Power at the Point of Production

Sit-down strikers in Flint. (Wikimedia Commons)

The reason for the resistance of the leaders of the American Federation of Labor (AFL) to industrial unionism boiled down to a simple point: unskilled workers had no leverage. Skilled tradesmen, if they banded together, posed a real threat to employers and could therefore negotiate over wages and working conditions. The unskilled, however, were easily replaceable, and so many AFL leaders felt that trying to organize them was just a waste of resources.

In the 1930s, thanks to their willingness to take up a wide range of militant tactics, mass-production workers in the United States demonstrated that they did possess leverage: what has been called “power at the point of production.” They did not just withhold their labor. They brought the gears of mass production to a grinding halt through sit-down strikes, mass picketing, blockades, and other such disruptive tactics.

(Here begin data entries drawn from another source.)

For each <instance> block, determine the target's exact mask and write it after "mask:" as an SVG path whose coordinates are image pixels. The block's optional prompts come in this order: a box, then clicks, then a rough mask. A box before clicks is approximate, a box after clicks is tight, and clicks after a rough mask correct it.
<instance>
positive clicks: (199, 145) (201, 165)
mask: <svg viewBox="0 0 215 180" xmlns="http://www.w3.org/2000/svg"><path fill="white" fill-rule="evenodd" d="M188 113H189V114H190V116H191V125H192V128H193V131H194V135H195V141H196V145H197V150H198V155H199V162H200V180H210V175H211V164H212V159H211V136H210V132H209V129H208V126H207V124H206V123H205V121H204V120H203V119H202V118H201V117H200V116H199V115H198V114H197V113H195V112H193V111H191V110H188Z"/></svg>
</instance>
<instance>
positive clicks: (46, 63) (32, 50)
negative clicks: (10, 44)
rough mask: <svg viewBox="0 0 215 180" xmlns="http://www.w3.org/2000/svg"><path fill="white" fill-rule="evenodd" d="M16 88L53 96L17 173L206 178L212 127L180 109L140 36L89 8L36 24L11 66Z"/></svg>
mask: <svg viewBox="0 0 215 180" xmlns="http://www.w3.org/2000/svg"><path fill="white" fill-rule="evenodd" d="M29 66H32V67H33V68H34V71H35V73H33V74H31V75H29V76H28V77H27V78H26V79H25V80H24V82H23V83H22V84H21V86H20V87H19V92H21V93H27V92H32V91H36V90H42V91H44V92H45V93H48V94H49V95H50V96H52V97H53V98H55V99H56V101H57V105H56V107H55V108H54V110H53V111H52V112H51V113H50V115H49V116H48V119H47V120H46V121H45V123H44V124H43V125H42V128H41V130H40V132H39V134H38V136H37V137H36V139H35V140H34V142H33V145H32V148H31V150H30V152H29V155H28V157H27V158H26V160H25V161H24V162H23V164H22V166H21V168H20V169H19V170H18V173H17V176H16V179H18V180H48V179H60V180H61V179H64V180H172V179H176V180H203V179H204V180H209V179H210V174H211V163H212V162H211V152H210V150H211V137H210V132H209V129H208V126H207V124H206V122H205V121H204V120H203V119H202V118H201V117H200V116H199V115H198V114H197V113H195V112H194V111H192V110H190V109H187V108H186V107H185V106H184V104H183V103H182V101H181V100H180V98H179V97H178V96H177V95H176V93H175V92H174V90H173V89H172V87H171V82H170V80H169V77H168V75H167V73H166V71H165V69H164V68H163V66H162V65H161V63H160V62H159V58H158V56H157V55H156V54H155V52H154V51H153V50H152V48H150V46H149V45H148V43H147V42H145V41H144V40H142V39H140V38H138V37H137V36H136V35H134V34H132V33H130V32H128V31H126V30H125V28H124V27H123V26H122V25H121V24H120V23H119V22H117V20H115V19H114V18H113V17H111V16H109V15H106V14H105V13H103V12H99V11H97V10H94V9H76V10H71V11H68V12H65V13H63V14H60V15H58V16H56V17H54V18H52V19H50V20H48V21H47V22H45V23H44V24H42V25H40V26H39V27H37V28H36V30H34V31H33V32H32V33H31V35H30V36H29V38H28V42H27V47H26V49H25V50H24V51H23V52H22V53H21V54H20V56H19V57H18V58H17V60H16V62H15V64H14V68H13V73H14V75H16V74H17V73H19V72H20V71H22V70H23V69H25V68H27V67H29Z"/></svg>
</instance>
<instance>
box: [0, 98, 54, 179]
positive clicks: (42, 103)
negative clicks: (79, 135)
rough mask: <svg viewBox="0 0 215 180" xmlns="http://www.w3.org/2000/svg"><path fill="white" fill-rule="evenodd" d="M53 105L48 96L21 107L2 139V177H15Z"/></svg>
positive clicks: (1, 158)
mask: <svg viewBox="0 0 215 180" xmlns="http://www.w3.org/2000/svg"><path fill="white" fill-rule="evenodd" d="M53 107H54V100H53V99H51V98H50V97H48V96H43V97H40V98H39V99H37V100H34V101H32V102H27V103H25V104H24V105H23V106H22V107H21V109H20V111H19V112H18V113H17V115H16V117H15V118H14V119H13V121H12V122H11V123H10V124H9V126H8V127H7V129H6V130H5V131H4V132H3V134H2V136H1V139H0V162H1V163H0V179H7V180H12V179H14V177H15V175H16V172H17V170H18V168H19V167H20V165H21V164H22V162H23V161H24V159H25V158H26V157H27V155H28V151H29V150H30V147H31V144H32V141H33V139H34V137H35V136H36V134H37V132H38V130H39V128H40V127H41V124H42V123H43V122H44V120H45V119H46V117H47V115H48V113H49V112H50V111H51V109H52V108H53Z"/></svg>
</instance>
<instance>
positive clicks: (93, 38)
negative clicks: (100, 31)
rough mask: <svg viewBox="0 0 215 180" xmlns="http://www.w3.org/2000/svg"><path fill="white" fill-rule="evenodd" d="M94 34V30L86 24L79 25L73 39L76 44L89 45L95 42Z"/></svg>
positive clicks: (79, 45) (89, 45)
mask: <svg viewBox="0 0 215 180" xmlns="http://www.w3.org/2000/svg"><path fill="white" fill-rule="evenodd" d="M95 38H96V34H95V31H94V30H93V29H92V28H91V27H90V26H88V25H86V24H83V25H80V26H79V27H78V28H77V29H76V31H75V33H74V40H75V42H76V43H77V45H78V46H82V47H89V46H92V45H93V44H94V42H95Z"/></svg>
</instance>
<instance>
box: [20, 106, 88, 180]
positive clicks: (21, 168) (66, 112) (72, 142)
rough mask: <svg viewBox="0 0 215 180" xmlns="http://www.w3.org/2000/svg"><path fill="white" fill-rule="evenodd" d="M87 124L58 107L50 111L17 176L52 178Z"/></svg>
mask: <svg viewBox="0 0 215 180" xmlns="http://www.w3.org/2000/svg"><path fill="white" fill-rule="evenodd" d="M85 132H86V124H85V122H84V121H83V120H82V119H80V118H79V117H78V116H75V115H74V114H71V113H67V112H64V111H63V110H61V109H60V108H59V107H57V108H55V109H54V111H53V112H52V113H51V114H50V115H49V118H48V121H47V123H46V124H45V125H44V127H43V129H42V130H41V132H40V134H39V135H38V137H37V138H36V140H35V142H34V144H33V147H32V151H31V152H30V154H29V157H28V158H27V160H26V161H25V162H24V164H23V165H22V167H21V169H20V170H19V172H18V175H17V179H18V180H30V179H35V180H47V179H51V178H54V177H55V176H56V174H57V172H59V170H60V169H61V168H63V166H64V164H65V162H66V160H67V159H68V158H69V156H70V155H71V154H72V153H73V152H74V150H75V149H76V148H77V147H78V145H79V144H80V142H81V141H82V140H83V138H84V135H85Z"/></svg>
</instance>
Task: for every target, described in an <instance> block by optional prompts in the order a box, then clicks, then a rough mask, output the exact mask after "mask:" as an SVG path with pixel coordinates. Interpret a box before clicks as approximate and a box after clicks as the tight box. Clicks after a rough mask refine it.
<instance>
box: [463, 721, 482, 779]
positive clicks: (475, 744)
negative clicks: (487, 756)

The third episode of Organize the Unorganized: The Rise of the CIO examines the three initial major victories of the CIO in rubber, auto, and steel. Labor historian Daniel Nelson begins by recounting the story of the “first CIO strike” at the Goodyear complex in Akron, Ohio, a victorious strike that put the CIO on the map. We then turn to the great General Motors strike in the winter of 1937, perhaps the most iconic confrontation of the period and generally recognized as the CIO’s transformational victory. That episode is recounted with help from audio archival material from Genora Johnson Dollinger, leader in the Flint Women’s Emergency Brigade, and interviews with many guests. The episode ends by briefly describing the steel organizing campaign, whose success was drawn in part from the threatening militancy of the CIO. The subject of steel organizing will be taken up in more detail in Episode 5.